Um caso à parte, por ser contraintuitivo: matéria nem sempre vem da capitulação — e, quando não vem, nem sempre é porque um termo do vocabulário foi reconhecido no texto. São três caminhos reais, e a ficha de cada caso (/caso/<PE>/) informa qual foi usado. Primeiro: a capitulação foi extraída da fonte, e a matéria vem dela. Segundo: a capitulação não foi extraída, mas o resumo (ementa) do processo ou uma norma mencionada em seu texto trazia um termo do vocabulário de matérias reconhecido — sem exceção, é o caso de todo processo rotulado PLD/FT, limites operacionais, contábil ou governança e cadastro. Terceiro: havia texto ou ementa disponível, mas nenhum termo do vocabulário foi reconhecido neles — o processo cai em "Outras matérias", a classificação residual do corpus. Nesta captura, 759 processos do dataset vêm do segundo ou do terceiro caminho — 567 deles (a maioria) são o terceiro, sem nenhum termo de vocabulário reconhecido apesar de o texto ou a ementa existirem. A matriz de risco soma esses processos por matéria do mesmo jeito, com capitulação ou sem.
- Capitulação
- O dispositivo normativo que a decisão sancionadora invoca como fundamento da infração. Quando este site diz que uma norma é capitulada em N processos, quer dizer que ela aparece como fundamento em N decisões — não que a norma, ela mesma, tenha algum efeito sozinha.
- Camada
- Classificação do tipo de instituição que responde ao processo — construção deste produto, não uma categoria oficial do Banco Central —, obtida cruzando o CNPJ da parte apenada contra o cadastro de entidades supervisionadas do Banco Central (BcBase) na época do processo.
- Matéria
- Classificação do assunto de cada processo — construção deste produto, não uma categoria oficial do Banco Central. Tem três caminhos reais (detalhe em "Os termos que usamos", mais abaixo nesta página): quando a capitulação foi extraída da fonte, a matéria vem dela — um vocabulário de termos frequentes nas normas citadas como fundamento (CBE/Censo de capitais, PLD/FT, limites operacionais, entre outras); quando não foi, mas esse mesmo vocabulário apareceu no resumo (ementa) do processo ou numa norma mencionada em seu texto, a matéria vem dali; e quando nenhum termo do vocabulário foi reconhecido — mesmo havendo texto ou ementa —, o processo cai em "Outras matérias", a classificação residual do corpus e a maioria dos casos sem capitulação nesta captura.
- Processo administrativo sancionador (PE/PAS)

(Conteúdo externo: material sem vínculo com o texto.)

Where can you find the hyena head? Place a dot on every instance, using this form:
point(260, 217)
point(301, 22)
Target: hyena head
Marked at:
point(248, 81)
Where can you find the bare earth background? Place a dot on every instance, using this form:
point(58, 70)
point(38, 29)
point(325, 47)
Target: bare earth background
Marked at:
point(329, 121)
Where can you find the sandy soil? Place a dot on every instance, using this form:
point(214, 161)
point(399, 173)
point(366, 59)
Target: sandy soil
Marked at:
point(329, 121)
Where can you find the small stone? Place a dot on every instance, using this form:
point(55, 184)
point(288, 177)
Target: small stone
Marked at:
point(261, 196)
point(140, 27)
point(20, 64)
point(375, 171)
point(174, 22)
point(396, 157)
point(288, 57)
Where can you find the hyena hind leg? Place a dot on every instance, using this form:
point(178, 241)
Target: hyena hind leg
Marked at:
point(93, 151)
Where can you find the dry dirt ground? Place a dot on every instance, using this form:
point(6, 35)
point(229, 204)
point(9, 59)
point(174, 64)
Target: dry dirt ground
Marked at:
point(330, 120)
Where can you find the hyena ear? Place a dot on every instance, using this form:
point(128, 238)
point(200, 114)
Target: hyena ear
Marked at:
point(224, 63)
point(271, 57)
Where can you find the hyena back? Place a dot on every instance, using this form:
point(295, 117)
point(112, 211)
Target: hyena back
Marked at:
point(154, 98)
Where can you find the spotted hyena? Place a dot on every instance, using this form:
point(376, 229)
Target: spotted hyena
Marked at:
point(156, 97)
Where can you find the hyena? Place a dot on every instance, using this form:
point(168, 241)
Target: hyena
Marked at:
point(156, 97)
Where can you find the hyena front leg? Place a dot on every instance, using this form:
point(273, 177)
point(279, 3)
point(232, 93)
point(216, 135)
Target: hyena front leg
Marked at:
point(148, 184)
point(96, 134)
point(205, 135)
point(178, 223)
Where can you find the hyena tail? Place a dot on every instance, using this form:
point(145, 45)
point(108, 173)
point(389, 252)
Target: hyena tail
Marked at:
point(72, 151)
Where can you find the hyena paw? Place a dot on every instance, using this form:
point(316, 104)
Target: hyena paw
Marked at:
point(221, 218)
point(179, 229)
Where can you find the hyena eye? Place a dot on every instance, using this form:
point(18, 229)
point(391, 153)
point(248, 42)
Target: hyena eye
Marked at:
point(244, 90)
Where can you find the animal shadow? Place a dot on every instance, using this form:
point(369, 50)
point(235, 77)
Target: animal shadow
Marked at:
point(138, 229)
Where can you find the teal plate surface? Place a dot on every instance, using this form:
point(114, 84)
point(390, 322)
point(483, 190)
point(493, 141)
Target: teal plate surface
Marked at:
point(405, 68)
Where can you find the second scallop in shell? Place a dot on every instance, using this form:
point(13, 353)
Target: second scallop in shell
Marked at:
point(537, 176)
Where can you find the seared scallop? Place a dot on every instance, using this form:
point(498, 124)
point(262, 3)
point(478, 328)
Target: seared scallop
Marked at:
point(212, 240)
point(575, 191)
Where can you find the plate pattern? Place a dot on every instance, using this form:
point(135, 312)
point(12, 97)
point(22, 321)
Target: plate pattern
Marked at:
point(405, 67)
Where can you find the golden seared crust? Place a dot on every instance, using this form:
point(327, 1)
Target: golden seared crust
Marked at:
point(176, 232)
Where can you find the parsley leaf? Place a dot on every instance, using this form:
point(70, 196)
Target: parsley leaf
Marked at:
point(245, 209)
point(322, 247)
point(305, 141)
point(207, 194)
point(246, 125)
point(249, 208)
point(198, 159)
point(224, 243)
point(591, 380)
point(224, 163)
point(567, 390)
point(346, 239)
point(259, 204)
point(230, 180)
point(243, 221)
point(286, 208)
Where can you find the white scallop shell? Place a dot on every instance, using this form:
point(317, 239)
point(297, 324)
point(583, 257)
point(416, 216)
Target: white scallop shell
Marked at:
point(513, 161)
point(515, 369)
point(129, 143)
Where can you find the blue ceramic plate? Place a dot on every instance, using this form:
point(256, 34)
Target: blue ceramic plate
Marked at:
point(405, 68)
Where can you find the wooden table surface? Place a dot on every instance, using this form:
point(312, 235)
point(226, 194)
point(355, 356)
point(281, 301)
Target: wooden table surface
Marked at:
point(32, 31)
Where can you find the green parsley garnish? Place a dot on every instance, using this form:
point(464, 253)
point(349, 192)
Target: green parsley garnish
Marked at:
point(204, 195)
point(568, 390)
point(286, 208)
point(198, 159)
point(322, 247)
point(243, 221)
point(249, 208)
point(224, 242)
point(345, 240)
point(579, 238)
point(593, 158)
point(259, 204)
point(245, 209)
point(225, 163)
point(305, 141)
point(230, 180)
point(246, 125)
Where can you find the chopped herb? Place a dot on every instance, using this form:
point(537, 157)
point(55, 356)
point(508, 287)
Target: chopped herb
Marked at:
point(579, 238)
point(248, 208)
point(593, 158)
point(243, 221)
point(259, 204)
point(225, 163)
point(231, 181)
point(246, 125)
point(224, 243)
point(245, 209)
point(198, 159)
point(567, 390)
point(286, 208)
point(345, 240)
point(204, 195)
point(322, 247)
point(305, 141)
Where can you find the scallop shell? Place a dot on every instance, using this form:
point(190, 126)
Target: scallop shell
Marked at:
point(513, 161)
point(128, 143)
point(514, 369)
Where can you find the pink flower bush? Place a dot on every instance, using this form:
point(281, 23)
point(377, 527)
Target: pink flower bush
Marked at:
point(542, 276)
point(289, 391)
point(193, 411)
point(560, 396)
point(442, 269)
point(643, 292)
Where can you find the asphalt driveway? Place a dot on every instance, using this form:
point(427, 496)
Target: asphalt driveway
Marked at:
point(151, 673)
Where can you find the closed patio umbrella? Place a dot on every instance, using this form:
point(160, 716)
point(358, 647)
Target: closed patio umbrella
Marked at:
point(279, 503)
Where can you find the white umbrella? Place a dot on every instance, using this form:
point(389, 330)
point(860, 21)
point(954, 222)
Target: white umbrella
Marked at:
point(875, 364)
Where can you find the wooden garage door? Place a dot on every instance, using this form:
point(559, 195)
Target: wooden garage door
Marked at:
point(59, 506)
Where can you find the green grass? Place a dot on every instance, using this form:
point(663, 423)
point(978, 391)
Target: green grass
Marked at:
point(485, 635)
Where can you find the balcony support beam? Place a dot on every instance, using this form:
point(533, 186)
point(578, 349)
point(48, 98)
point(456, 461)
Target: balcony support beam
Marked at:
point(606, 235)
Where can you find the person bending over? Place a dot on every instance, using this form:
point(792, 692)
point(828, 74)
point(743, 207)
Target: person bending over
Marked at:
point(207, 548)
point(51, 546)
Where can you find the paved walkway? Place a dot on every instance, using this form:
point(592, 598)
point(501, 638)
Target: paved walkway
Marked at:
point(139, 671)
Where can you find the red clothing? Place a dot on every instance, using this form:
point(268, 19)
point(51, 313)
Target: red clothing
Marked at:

- Processo pelo qual o Banco Central apura e pune infração de uma instituição ou pessoa sob sua supervisão, identificado pelo número de Processo Eletrônico (PE) — também chamado, no jargão do setor, de PAS. Termina em decisão de 1ª instância, com possibilidade de recurso ao CRSFN.
- Termo de compromisso
- Acordo pelo qual a instituição sob apuração se compromete a corrigir a conduta apontada — em geral mediante uma contribuição pecuniária —, encerrando o processo administrativo sem julgamento de mérito sobre a infração.
- CRSFN
- Conselho de Recursos do Sistema Financeiro Nacional — órgão colegiado que julga, em segunda e última instância administrativa, os recursos contra decisões sancionadoras do Banco Central.
- Penalidade extinta
- Situação da pena, registrada na fonte, quando ela deixa de valer — a fonte não distingue a causa: prescrição, cumprimento, morte ou termo de compromisso podem estar por trás da mesma situação, e este site não infere qual delas se aplica a um caso específico, exceto quando este site tem um termo de compromisso VINCULADO ao próprio processo; nesse caso a página do caso declara a existência e a procedência do vínculo, sem afirmar que ele é a causa da extinção desta parte específica.
- Multa transferida para cobrança
- Situação da pena, registrada na fonte, que indica só que a multa foi encaminhada para cobrança (em geral, inscrição em dívida ativa) — não significa arrecadada: a fonte não registra se a cobrança teve êxito.